More than anything else, Jack said he misses the camaraderie of being at games and being around people.

“It’s been very difficult because I’m pretty independent,” he said. “I haven’t overcome enough yet.”

Yet being the operative word.

“That’s my plan ... [to] get this behind me and get back to writing and get to all the Penn basketball games I can,” Jack said.

» READ MORE: As they graduate another senior class, the Penn band’s tradition of ‘silly stuff’ at games lives on

‘Go Quakers’

Fran’s oldest sons, Connor and Patrick, have always been close with their Uncle Jack. Shirley, Fran and Jack’s mother, would frequently rent a house at the Jersey Shore and Fran’s family would come to town. Jack would occasionally take them to Phillies games and get to their high school basketball games when he could.

After Jack went 14 months without seeing a sporting event in person, it was Connor and Patrick who got him out of the house and back into a gym. Fran called Jay Wright and needed a favor. Jack wanted to get to the Butler-Villanova game at Finneran Pavilion on March 1, and Fran wanted to make sure Villanova could take care of Jack.

Two of Fran’s longtime friends, Timmy McDonnell and Joe Hand, picked Jack up in Lafayette Hill on that Saturday morning, and for a few hours, Jack relished being back at a basketball game. He saw his nephews and caught up with sportswriter friends. The day almost went perfectly. Butler, where Connor, the boyfriend of Caitlin Clark, is an assistant coach and where Patrick finished his college career, lost to Villanova, 80-70.

Jack’s job doesn’t allow for sports fandom anymore, but he’s unabashed about his devotion to his family and their teams. He was probably the biggest Iowa basketball fan in the Delaware Valley, and he recently added Butler to the list when Connor and Patrick found their way to Indianapolis.

He took his job and the objectivity it required seriously. When Siena and Villanova pulled off first-round upsets in the 2008 NCAA Tournament and were slated to meet in the second round, Parent asked Jack if he could file something on the game to the Times since he was already in Florida anyway.

“He said, ‘No way,’” Parent said. “He always steadfastly refused to write something on Fran because he thought that was a conflict of interest.”

Fran taking the Penn job has been “a thrill,” Jack said, and while he wants to get back to walking to make getting inside and around the Palestra easier, he’s going to be at as many games as he possibly can.
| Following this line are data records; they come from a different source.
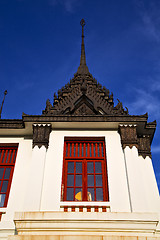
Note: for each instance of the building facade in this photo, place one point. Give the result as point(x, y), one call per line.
point(81, 170)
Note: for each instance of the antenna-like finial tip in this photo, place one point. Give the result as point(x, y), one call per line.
point(82, 22)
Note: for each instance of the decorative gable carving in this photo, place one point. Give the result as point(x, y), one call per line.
point(86, 87)
point(99, 101)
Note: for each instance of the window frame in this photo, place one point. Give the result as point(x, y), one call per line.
point(8, 154)
point(85, 160)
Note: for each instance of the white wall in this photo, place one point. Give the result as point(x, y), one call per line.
point(142, 183)
point(19, 180)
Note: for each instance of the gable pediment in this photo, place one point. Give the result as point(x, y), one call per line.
point(84, 96)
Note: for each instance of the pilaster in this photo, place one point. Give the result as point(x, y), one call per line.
point(33, 197)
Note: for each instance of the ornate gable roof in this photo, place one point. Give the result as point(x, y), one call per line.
point(83, 95)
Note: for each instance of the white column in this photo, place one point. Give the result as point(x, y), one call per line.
point(135, 180)
point(33, 195)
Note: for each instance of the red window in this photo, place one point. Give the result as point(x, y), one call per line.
point(84, 170)
point(7, 161)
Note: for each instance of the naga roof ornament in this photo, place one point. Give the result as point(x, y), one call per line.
point(83, 95)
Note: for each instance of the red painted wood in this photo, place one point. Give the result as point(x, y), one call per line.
point(94, 155)
point(8, 155)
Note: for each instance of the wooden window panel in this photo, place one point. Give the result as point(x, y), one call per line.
point(7, 162)
point(84, 152)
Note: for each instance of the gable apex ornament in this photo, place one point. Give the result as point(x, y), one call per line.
point(84, 88)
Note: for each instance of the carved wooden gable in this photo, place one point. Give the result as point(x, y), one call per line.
point(83, 95)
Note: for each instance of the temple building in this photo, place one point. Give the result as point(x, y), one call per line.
point(81, 170)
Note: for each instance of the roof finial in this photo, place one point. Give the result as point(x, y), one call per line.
point(83, 69)
point(5, 93)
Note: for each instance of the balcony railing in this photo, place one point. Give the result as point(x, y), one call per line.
point(85, 207)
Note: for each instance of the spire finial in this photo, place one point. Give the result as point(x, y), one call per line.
point(5, 93)
point(83, 69)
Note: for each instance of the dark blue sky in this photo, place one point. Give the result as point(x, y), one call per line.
point(40, 51)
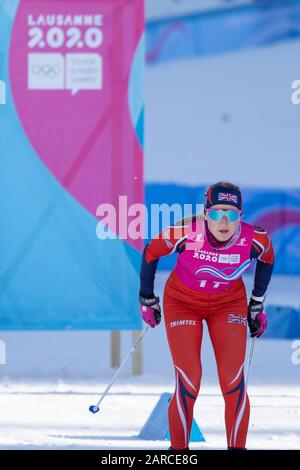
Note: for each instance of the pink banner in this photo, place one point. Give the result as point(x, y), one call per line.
point(70, 65)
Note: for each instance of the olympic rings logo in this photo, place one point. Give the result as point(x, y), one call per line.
point(46, 70)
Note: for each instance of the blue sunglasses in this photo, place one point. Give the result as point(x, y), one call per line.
point(217, 214)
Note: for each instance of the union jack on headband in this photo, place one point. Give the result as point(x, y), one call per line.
point(227, 197)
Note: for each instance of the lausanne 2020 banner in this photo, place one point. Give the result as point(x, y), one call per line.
point(71, 139)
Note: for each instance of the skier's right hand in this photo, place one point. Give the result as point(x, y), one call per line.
point(257, 318)
point(150, 310)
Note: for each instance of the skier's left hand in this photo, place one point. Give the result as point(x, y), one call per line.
point(257, 318)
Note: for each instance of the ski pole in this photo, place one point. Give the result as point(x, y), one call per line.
point(95, 408)
point(250, 360)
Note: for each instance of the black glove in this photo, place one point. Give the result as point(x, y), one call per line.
point(150, 310)
point(257, 318)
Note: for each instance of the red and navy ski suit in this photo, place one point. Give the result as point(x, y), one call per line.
point(206, 284)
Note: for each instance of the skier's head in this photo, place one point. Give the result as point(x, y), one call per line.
point(223, 209)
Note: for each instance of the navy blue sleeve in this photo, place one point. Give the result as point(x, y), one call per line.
point(147, 276)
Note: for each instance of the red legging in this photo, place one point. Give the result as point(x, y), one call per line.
point(226, 317)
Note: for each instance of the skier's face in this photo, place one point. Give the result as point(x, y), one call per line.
point(223, 229)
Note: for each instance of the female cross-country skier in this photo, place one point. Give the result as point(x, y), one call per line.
point(214, 250)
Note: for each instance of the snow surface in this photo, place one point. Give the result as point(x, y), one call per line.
point(51, 379)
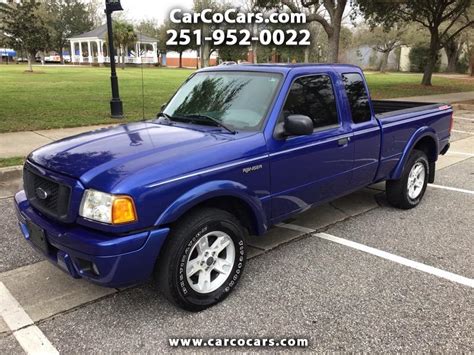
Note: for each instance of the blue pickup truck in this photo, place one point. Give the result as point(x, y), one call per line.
point(236, 150)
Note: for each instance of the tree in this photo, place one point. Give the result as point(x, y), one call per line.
point(198, 6)
point(453, 48)
point(124, 37)
point(328, 13)
point(67, 18)
point(24, 28)
point(384, 41)
point(438, 16)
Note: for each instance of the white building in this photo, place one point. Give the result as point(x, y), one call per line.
point(91, 47)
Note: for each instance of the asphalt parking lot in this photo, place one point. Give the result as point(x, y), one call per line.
point(353, 275)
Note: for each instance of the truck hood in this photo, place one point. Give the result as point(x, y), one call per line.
point(145, 143)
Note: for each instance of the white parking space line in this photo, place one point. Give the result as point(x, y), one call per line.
point(451, 189)
point(461, 153)
point(464, 118)
point(28, 335)
point(388, 256)
point(459, 131)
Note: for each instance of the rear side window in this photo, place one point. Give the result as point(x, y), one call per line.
point(358, 97)
point(313, 96)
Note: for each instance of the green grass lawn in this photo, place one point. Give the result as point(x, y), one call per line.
point(57, 97)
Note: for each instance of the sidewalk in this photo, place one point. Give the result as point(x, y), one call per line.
point(20, 144)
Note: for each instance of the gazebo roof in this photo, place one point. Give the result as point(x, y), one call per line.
point(101, 33)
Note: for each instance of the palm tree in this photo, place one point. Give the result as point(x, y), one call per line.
point(124, 37)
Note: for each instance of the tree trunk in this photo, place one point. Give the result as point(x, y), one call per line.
point(254, 44)
point(333, 42)
point(31, 57)
point(452, 52)
point(384, 62)
point(61, 55)
point(471, 63)
point(430, 66)
point(254, 53)
point(306, 54)
point(205, 47)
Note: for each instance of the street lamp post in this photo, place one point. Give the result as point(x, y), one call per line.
point(116, 106)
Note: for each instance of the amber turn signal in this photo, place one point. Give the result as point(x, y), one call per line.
point(123, 210)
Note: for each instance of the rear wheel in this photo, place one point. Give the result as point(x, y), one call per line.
point(408, 191)
point(203, 259)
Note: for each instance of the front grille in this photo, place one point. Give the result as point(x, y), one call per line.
point(47, 196)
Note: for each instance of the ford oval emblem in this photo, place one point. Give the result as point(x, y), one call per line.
point(42, 194)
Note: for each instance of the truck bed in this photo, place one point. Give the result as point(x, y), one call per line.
point(387, 108)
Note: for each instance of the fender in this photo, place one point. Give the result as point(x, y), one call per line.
point(419, 134)
point(212, 189)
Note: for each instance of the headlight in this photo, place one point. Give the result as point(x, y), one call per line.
point(106, 208)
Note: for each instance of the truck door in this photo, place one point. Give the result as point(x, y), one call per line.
point(309, 169)
point(366, 130)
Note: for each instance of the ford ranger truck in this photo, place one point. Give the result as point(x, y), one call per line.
point(236, 150)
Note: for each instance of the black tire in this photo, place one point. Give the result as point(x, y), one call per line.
point(170, 272)
point(397, 190)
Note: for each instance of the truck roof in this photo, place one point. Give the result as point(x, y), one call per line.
point(282, 68)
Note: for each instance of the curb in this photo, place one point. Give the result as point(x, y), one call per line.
point(11, 173)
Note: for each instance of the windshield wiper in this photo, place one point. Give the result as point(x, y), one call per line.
point(211, 119)
point(165, 115)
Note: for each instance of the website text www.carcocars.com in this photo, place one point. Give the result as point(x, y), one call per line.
point(238, 342)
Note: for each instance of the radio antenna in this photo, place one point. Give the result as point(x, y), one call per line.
point(143, 78)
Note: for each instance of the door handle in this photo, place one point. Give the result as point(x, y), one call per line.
point(344, 141)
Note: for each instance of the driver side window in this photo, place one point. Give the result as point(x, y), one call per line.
point(313, 96)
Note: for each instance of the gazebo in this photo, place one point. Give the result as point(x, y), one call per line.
point(90, 47)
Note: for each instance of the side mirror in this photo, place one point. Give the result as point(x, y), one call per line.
point(298, 125)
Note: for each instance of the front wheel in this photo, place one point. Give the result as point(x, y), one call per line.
point(202, 260)
point(408, 191)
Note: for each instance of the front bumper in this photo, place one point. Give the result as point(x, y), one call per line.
point(107, 260)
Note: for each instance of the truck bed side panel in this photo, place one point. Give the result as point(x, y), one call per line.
point(400, 133)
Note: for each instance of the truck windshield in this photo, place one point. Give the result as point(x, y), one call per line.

There’s a section in the second level of the building, behind the Penn bench, where wheelchairs can be positioned.

“Of all the jobs that were on the board, Penn was the one I was hoping he would take,” Jack said. “It’s a great basketball move. It can go nowhere but up right now, and it’s going to go up.”

For Fran, who was fired by Iowa in March after 15 seasons, coaching the Quakers was a chance to come home and so much more.

“It’s where I wanted to be,” he said. “There were other jobs out there. I wanted to come home. I wanted to be here, and of course be near him. That was a big part of it. You never know when you leave Philadelphia if you’re ever going to be able to move back. So I’m just thrilled to be here. It’s just great to be home. And home, obviously, Jack is a big part of that. I have some cousins still here, but it’s he and I.”

If and when Jack gets back to work, you’ll know which Big 5 team this longtime sportswriter is pulling for, even if he never writes about it.

“Go Quakers,” he said before a recent phone call ended.

Years ago, their father, Jack, a police officer, had a few different details at the Palestra. He guarded the referee’s room, providing security to basketball officials. Other times he collected tickets and guarded the back door of the gym, occasionally letting friends and family slip their way into a sold-out game.

More than half a century later, the McCaffery boys have the keys.